From The Director's Desk Mon. 21 February 2022 - Georgetown Choral Society
From the Director's desk

From The Director’s Desk Mon. 21 February 2022

Greetings, dear GCS,

While attending a summer course in 2002 at Westminster Choir College (Princeton New Jersey) I had the opportunity to meet and briefly study with Moses Hogan, one of the world’s foremost arrangers of spirituals for choral use.  Hogan died just a few months after that time at the age of 46.

Hogan represents the continuation of a continuous line of African American musicians beginning perhaps with HT Burleigh, Nathaniel Dett (in fact a Canadian) and Jester Hairston who dedicated themselves to arranging spirituals for all sorts of choirs to perform and offer in their church services.  While usually drawing on traditional jazzy rhythms, repetition, call/response, the adopted Christian faith and other intrinsic aspects of the original songs, many of these arrangements are quite sophisticated – and some of them, extremely hard.

Knowing the simple beginnings of spirituals, and the simple musical characteristics clearly traceable to the African music brought across by slaves (and their ancestors), one point of view names these sometimes complex and often beautiful creations as highly colonial in nature, built (as is so much else of North American culture) on the suffering backs of slaves.  They bring great amounts of enjoyment to mainly-white choristers and audiences, and great amounts of money to publishers (usually a good deal more than to composers).

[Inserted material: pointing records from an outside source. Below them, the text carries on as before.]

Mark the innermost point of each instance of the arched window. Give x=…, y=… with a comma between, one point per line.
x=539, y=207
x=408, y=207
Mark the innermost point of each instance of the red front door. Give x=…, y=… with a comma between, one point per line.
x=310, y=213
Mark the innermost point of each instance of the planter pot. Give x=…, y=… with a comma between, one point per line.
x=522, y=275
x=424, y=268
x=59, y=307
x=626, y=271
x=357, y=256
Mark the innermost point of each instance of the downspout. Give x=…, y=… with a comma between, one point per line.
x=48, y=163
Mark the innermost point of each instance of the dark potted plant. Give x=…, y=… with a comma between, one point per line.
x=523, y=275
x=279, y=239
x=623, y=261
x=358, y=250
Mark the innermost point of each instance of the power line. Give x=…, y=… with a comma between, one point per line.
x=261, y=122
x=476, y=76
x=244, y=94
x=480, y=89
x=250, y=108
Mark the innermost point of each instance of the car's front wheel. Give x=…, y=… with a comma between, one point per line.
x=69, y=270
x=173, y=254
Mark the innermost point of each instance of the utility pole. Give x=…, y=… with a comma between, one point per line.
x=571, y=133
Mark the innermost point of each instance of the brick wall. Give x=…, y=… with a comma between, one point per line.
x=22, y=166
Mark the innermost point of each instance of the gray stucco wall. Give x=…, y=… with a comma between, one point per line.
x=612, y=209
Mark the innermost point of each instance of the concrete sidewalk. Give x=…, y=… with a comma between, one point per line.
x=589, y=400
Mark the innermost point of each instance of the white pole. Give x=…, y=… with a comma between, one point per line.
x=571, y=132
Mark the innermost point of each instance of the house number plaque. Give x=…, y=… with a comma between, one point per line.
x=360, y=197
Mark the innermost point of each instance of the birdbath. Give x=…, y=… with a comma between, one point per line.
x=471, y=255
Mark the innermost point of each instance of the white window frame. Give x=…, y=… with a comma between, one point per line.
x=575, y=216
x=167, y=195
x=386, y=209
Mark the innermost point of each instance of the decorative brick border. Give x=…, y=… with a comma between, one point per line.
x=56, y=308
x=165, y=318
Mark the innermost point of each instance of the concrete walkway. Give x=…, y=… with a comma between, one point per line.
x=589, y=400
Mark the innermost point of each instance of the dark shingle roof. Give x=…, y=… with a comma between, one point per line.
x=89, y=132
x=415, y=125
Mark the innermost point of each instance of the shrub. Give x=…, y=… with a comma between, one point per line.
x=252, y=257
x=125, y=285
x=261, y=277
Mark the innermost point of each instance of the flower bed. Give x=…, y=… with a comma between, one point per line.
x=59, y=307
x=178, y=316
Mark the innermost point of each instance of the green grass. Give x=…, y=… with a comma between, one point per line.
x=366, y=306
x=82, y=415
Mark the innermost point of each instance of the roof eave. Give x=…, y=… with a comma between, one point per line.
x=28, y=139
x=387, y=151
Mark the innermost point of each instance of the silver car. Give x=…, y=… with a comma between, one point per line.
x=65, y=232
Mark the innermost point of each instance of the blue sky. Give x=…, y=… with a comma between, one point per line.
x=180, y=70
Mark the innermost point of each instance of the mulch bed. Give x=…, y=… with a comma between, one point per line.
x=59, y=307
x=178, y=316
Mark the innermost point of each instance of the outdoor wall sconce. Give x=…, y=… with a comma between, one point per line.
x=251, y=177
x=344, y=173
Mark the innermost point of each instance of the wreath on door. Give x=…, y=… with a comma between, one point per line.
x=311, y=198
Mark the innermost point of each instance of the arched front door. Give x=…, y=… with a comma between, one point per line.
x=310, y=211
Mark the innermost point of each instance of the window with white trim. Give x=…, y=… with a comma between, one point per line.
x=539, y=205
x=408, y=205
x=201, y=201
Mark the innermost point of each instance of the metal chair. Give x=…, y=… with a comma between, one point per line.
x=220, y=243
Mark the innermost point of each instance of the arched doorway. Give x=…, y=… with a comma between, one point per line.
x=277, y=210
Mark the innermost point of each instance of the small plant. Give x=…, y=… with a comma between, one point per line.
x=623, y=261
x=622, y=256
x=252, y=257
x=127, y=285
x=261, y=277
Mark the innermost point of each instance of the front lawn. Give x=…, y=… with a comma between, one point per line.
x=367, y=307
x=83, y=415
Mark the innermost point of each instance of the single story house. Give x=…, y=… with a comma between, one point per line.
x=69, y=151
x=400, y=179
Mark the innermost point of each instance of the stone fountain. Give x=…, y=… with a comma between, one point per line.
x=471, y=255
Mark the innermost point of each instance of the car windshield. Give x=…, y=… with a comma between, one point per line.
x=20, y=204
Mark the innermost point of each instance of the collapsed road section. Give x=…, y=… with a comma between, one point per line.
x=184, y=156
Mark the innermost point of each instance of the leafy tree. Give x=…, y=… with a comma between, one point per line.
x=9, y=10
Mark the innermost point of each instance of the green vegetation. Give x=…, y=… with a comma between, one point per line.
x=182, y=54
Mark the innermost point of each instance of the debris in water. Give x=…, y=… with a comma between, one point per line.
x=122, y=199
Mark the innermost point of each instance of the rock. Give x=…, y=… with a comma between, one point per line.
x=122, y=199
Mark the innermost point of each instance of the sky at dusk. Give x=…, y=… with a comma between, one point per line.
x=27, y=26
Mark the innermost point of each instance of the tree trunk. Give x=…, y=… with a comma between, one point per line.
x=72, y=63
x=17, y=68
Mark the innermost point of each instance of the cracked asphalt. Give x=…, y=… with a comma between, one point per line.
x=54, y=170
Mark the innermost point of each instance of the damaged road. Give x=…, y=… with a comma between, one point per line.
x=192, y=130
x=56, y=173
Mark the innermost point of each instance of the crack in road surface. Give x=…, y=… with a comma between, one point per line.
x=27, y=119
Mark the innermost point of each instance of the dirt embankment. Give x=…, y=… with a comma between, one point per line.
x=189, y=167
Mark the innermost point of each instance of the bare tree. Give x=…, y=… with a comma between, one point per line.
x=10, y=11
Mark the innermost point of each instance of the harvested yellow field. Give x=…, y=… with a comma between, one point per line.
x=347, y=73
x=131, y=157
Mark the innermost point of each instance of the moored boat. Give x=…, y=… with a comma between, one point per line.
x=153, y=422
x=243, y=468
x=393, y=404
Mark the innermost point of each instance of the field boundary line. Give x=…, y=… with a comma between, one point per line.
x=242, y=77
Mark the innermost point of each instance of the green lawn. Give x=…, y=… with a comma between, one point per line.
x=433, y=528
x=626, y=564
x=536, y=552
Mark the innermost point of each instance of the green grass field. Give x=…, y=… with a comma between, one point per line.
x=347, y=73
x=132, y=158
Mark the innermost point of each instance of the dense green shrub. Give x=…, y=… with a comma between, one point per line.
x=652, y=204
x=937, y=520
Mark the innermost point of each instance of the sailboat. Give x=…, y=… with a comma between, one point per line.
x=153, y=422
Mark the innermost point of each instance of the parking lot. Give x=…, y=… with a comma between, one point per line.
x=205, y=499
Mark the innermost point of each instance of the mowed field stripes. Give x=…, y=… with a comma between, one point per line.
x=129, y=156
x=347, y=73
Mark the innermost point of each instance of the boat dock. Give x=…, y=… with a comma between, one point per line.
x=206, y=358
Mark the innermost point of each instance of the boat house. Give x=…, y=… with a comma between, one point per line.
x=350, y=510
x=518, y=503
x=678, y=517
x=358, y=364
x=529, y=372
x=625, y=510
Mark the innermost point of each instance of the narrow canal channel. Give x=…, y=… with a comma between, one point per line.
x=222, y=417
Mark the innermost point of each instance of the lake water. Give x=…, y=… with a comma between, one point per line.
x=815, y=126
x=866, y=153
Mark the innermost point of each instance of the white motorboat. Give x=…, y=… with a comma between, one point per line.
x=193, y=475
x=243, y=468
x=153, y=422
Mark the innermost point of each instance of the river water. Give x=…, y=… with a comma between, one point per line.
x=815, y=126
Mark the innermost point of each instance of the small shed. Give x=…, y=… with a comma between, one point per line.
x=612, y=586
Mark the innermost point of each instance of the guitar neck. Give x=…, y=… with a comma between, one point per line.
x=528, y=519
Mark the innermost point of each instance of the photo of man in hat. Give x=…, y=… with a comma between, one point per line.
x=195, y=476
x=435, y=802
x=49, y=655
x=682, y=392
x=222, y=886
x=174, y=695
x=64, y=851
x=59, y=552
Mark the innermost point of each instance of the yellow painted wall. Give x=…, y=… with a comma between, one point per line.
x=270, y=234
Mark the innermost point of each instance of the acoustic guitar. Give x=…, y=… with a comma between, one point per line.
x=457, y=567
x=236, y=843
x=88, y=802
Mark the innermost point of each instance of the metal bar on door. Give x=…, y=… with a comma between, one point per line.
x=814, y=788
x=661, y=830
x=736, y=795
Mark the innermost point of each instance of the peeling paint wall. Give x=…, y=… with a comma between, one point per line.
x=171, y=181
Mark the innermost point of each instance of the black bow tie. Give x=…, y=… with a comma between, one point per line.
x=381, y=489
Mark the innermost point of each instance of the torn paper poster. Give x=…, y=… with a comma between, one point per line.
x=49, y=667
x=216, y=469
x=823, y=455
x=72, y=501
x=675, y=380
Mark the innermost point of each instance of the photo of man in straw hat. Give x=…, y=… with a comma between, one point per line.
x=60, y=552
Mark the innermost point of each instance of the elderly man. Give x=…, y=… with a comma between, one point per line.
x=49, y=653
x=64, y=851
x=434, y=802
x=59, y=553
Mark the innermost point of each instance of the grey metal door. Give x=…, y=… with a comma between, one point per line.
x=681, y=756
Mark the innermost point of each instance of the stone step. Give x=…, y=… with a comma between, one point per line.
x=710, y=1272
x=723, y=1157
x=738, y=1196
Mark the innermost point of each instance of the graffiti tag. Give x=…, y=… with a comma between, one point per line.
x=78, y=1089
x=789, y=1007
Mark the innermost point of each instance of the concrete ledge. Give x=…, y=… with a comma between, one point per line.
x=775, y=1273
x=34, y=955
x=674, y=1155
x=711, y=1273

Another point of view, articulated by Moses Hogan, is not only that the music of slavery holds enough integrity and power to deserve a place with the great compositions of history, but that it shares something deeply in common:

“All good music has soul. There’s soul in Mozart, soul in Bach. The only difference here is the colour of the horse — the colour of the voices.”

The performance I’m sharing with you today is from one of my Toronto groups, the Orpheus Choir of Toronto – usually (and currently) conducted by my colleague Robert Cooper, but in the context of this pandemic video, unconducted, as choristers filmed and recorded themselves to create the whole.  The young Filipino baritone soloist Daniel Rae Acebugue is a one of the choir’s “Sidgwick Scholars” – an extraordinary group of young people the choir supports in their education who in turn lend their voices to its work. The video was created in memory of longtime choir supporter and treasurer Pierre Zurawicki.

https://www.youtube.com/watch?v=JpT43R2PJ0Q

The video of Hogan’s arrangement features solitary Orpheus choristers filming themselves around Toronto in winter 2020/21 – and, perhaps in a strange echo of the spiritual’s origin-story, they seem to seek liberation – from COVID, from winter, from isolated self-recording (of the kind the GCS members also suffered through that winter and spring).

Does this treatment, featuring this multicultural Toronto group, honour – or dishonour the victims of slavery who sang this song perhaps seeking no lesser freedom from their captivity than their own death to join their Saviour and God in heaven?  Incidentally, I know the chorister whose grassy mountainous backdrop – perhaps the freedom the performance sought – closes the video, but I’m not sure where she found the completely snow-less setting, which must have been filmed between December and January of that winter.